KAULIA TO HEAR MORGAN
ANTI-ANNEXATIONIST LEADER SIGNS INVITATION.
Says His People are Anxious to Learn From the Veteran Senator What Annexation Would Mean to Them.
Senator Morgan has accepted the invitation of the native Hawaiians to address them in public meeting upon the political relations between Hawaii and the United States.
Among the signers of the invitation is James K. Kaulia, president of the Hawaiian Patriotic League and president of the Aloha Aina Society. Mr. Kaulia is bitterly opposed to annexation and he is at the head of the opposition among his own countrymen. It was Mr. Kaulia who was largely instrumental in getting a few Hawaiians to gather in an abortive mass meeting at the Union Square last month, and adopt the resolutions protesting against annexation which Mr. Kaulia afterwards at the head of a committee of fifteen presented to President Dole and his Cabinet.

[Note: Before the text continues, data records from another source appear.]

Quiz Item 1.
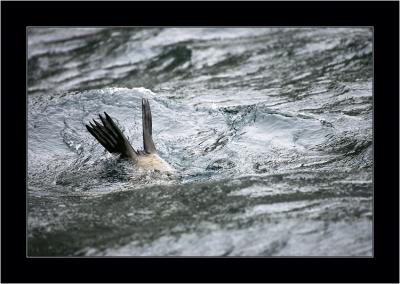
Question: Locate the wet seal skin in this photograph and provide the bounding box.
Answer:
[85,99,175,173]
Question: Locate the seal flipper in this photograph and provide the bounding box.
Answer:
[142,99,156,154]
[85,112,138,161]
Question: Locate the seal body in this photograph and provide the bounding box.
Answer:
[135,154,176,174]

Mr. Kaulia states that he as well as the members of the societies he represents are anxious to hear Senator Morgan and they are truly grateful to him that he has consented to speak.

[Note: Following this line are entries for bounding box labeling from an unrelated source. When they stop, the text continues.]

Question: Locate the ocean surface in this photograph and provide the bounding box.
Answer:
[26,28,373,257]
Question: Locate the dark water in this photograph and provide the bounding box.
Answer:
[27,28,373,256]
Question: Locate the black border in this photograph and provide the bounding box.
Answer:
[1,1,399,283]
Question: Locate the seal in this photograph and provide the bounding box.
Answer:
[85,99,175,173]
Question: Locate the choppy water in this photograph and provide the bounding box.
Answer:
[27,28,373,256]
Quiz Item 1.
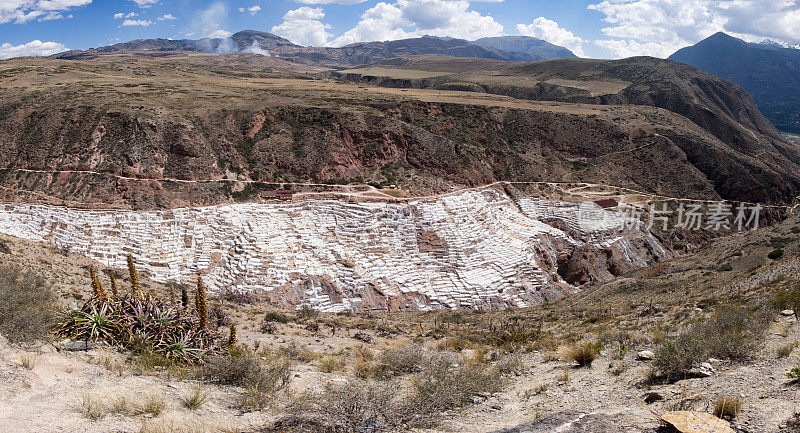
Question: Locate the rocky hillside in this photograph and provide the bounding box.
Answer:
[473,36,577,60]
[334,56,800,201]
[0,54,797,209]
[669,33,800,133]
[53,30,564,67]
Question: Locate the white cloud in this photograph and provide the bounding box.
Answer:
[0,0,92,24]
[130,0,159,8]
[0,39,69,60]
[517,17,586,57]
[114,12,136,20]
[239,5,261,15]
[296,0,367,5]
[594,39,676,58]
[271,6,333,45]
[191,0,231,38]
[206,30,233,39]
[329,0,503,46]
[588,0,800,57]
[122,19,153,27]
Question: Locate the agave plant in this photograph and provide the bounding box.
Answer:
[57,302,122,342]
[57,257,219,364]
[155,331,207,364]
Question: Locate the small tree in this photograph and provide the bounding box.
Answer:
[228,323,238,347]
[89,266,108,299]
[108,272,119,298]
[181,284,189,310]
[128,253,142,299]
[194,274,208,329]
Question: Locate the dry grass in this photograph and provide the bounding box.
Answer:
[139,417,234,433]
[134,394,167,417]
[714,396,742,420]
[19,353,36,370]
[525,382,550,400]
[78,392,167,421]
[775,341,798,358]
[559,341,600,367]
[317,355,345,373]
[182,385,208,410]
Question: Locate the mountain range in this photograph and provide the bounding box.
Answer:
[669,33,800,133]
[53,30,575,66]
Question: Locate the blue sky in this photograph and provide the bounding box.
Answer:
[0,0,800,58]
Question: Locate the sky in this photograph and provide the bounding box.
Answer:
[0,0,800,59]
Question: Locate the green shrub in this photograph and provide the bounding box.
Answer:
[559,341,603,367]
[379,344,432,374]
[653,306,773,380]
[0,265,55,343]
[410,356,501,414]
[202,346,291,393]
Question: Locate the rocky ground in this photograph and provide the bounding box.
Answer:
[0,208,800,433]
[0,304,800,432]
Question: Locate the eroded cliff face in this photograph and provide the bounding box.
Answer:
[0,96,764,209]
[0,188,670,311]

The invitation sent to the Senator, as well as the signers, is a follows:
“Honolulu, Sept. 24, 1897.
“To Senator John T. Morgan, City:
“We the undersigned native Hawaiians desire very much to hear you in an address upon the political relations between Hawaii and the United States and particularly desire your views as to the condition of the native Hawaiians and the position they would occupy under closer political relations with the United States.

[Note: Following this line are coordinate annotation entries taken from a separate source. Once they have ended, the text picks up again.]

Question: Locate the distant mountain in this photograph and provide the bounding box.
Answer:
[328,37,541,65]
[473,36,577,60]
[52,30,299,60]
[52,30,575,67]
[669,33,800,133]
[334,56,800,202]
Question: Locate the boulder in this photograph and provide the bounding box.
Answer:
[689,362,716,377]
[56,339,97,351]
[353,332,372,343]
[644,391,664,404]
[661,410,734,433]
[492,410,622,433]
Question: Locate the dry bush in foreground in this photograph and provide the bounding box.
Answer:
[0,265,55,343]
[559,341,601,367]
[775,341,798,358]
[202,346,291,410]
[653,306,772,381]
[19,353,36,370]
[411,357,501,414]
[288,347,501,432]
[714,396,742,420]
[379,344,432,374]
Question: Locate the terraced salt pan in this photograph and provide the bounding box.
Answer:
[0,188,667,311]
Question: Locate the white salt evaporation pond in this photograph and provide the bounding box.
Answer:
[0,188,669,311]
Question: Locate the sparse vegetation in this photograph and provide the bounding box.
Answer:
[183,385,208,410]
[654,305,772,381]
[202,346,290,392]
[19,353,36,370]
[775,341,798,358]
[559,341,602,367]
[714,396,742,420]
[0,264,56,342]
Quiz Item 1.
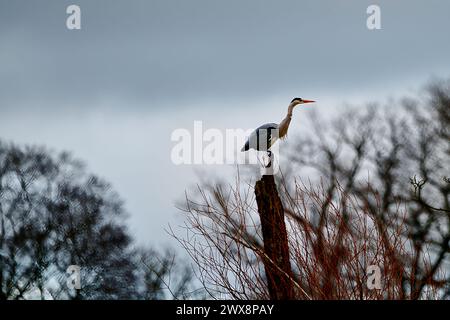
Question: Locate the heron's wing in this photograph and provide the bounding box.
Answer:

“We therefore invite you to deliver a public address to the Hawaiians in this city at your convenience upon the above subjects, and if you accept, will make all necessary provisions for the holding of the meeting.
“Yours very respectfully,
“D. L. NAONE,
“J. KALUA KAHOOKANO,
“J. M. POEPOE,
“R. W. WILCOX,
“JOHN LOT KAULUKOU,
“JAMES K. KAULIA,
“President Hawaiian Patriotic League and President Aloha Aina Society.
“S. M. KAAUKAI.”
The meeting will be held on Thursday evening, at the Opera House, and Senator Morgan states that he will treat the question to the best of his ability.